Pre-K students should spend an hour each day in real-time learning and 90 minutes in individual activities, according to that rubric. Kindergarten through second grade students will split their time evenly between the two programs at 180 minutes a day each.

Third through fifth graders should spend 205 minutes a day in real-time instruction, sixth through eighth graders should be at 230 minutes per day, and high schoolers should spend 80% of each weekday in real-time instruction.

CPS has opened six supervision sites at district schools, giving some parents a child care option during remote learning. While a few hundred families were signed up at those schools as of Tuesday, Jackson said the district is planning to launch “many more sites” in the coming weeks with the capacity to serve “thousands of families.”

Remote learning did begin in the spring after the pandemic forced the shut down of in-person learning, but teachers said Tuesday they’re still adapting and trying to find ways to effectively teach their students.

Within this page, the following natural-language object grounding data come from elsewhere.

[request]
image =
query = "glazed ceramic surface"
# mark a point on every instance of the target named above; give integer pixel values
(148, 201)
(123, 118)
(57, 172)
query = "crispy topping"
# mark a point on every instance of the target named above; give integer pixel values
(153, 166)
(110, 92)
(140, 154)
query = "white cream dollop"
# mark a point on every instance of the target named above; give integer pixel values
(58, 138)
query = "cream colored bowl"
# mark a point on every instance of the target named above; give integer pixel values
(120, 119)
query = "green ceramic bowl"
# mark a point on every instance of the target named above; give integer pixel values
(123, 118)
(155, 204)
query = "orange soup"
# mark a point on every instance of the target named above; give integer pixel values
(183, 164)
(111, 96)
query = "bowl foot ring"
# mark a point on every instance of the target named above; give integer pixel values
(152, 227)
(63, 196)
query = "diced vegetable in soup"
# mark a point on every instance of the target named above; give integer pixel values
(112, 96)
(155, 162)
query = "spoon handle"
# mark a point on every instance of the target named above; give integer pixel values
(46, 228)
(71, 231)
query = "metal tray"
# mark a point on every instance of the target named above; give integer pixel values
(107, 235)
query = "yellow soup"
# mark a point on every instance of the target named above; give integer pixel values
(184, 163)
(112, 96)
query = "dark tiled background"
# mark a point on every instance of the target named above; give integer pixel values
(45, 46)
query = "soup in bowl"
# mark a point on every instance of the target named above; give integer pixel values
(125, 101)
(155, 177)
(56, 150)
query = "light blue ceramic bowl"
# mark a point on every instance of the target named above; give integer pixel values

“Our house is embracing the chaos,” said Kullman, who added that her 5-year old child is beginning kindergarten and her husband is a special education teacher. “I can’t wait to log in. I’ve got like four monitors all around me. I feel like I’m producing the Emmys or something.”

While remote learning is in place for the first quarter of the year, CTU members said they’re not yet sure what’s going to happen later in the year or when in-person instruction could resume. They said there’s ongoing negotiations with CPS, but they claim their suggestions have largely been ignored.

“As we get closer to the second quarter, we are going to be looking very, very, very (closely) at what is happening with the virus, and we’re gonna be prepared to fight again,” CTU Financial Secretary Maria Moreno said Tuesday. “Our priority is the health and safety of every single one of our members, their students and the community as a whole.”